Des conflits endémiques.
Un grand nombre de conflits porte sur les terres et leurs formes d'exploitation. Les terres hors du marché foncier sont particulièrement visées. Ainsi les territoires attribués aux Amérindiens, aux descendants de noirs marrons, les quilombolas ou encore les terres de la Réforme agraire, sont dans la ligne de mire de ces nouvelles mesures.
En Amazonie, les grileiros, qui s’arrogent illégalement des terres grâce à des documents forgés de toutes pièces, les exploitants forestiers illégaux, pilleurs de bois noble, qui sévissent dans la région avec des méthodes de plus en plus sophistiquées, les orpailleurs et les intérêts miniers se glissent un peu partout dans les terres protégées. L’agrobusiness quant à lui réclame de nouveaux espaces pour ses activités. Déjà il occupe la majeure partie de cet autre écosystème précieux qu’est le cerrado et il empiète fortement sur l’Amazonie orientale, surtout dans l’État du Pará.
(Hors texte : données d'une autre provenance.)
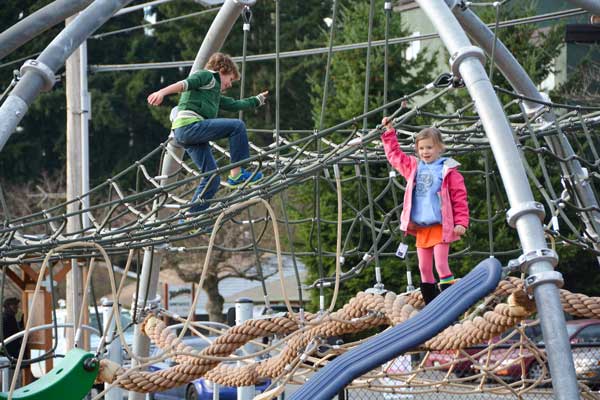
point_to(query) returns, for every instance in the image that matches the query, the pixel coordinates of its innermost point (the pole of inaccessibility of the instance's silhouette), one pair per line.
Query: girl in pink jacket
(435, 206)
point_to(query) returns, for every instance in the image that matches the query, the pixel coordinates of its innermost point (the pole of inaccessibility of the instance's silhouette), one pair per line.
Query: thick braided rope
(358, 307)
(362, 312)
(191, 368)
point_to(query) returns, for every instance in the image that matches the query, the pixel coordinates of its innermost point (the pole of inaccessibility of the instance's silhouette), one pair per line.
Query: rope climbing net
(347, 162)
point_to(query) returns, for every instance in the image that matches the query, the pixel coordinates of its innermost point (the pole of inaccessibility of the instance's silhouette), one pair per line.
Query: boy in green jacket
(196, 122)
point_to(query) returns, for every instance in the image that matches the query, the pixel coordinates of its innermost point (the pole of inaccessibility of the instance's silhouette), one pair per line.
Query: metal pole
(38, 75)
(522, 84)
(243, 312)
(592, 6)
(75, 298)
(38, 22)
(219, 29)
(5, 374)
(85, 116)
(114, 349)
(213, 41)
(525, 214)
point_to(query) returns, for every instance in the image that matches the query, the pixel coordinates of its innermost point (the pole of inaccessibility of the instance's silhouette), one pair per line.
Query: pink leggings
(426, 255)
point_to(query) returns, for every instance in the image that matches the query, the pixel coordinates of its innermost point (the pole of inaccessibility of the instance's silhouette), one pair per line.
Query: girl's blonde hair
(223, 63)
(430, 133)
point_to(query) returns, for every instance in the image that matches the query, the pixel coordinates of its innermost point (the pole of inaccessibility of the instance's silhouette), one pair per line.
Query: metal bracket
(247, 3)
(525, 260)
(151, 307)
(41, 69)
(377, 289)
(524, 208)
(452, 3)
(543, 277)
(461, 54)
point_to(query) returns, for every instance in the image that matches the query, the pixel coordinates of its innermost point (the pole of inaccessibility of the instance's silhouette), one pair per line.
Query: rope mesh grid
(125, 219)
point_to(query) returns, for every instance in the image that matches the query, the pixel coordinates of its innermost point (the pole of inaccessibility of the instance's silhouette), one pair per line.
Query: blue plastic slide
(440, 313)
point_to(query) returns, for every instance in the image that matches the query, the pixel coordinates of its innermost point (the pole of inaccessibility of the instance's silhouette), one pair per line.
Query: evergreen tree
(345, 101)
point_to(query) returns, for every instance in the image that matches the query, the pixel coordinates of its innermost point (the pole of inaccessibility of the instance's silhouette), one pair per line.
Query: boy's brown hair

Les conflits ont aussi des sources plus lointaines. Ainsi la région centre-ouest du pays, qui comprend le Mato Grosso du Sud et l’ouest du Paraná, a été « colonisée » sous la poussée de l’État, dans les années 1940. Les peuples guarani ont été violemment délogés et parqués dans de petites réserves. Depuis plusieurs décennies, ils cherchent à récupérer leurs terres traditionnelles. Les propriétaires terriens, appuyés par des milices privées, les combattent. Les assassinats se succèdent. On peut suivre cette tragédie dans l’admirable film récent de Vincent Carelli, « Martyre ». Les conflits sont endémiques et pas seulement le fait des envahisseurs de terres publiques. Lors des débats à propos de la Constitution de 1988, l’industrie minière et ceux qui étaient intéressés pour des raisons diverses dans les travaux d’infrastructure s'opposaient déjà aux droits des Amérindiens. On peut depuis peu chiffrer les très profitables pots de vins impliqués dans des barrages et donc les liens entre les partis politiques et les promoteurs de ce qu’on appelle encore au Brésil le « développement ».
Empiétant à chaque fois directement sur des territoires amérindiens, la politique des barrages au Brésil date des années 1970 et de la période de dictature militaire. Elle est particulièrement importante pour l’industrie minière et pour l’agrobusiness. Reprise vers la fin du second mandat du président Lula, avec le barrage de Belo Monte sur le Xingu et deux barrages sur le fleuve Madeira, elle a à nouveau déplacé plusieurs sociétés indiennes. L’actuelle crise économique a mis en veilleuse un projet de cinq grands barrages sur le bassin du Tapajós, qui affecteraient directement les indiens Munduruku.
Des projets d’amendements constitutionnels (PEC de ses initiales en portugais) sommeillent depuis des années et même des décennies, en attendant le moment propice pour être convoqués à l’ordre du jour de la Chambre des députés. Le PEC 215, peut-être la principale menace qui pèse à présent sur les territoires indiens, date de 2000. Alors que la compétence en matière de démarcations a toujours été le fait du pouvoir exécutif, ce PEC prétendait l’attribuer au pouvoir législatif qui compte sur une forte représentation du lobby de l'agrobusiness farouchement opposé aux intérêts des Amérindiens. Il proposait même de soumettre au Congrès la ratification des Terres amérindiennes déjà reconnues et homologuées. Rejeté lors de son premier passage par la Commission Constitutionnelle, il a été ressuscité quinze ans plus tard par le président de la Chambre des députés, aujourd’hui en prison, et soumis à nouveau à la Commission Constitutionnelle qui, cette fois, l’a approuvé. Ce projet d'amendement peut donc, le moment venu, revenir sur scène et être voté. Or c’est justement, selon certains, le moment ou jamais.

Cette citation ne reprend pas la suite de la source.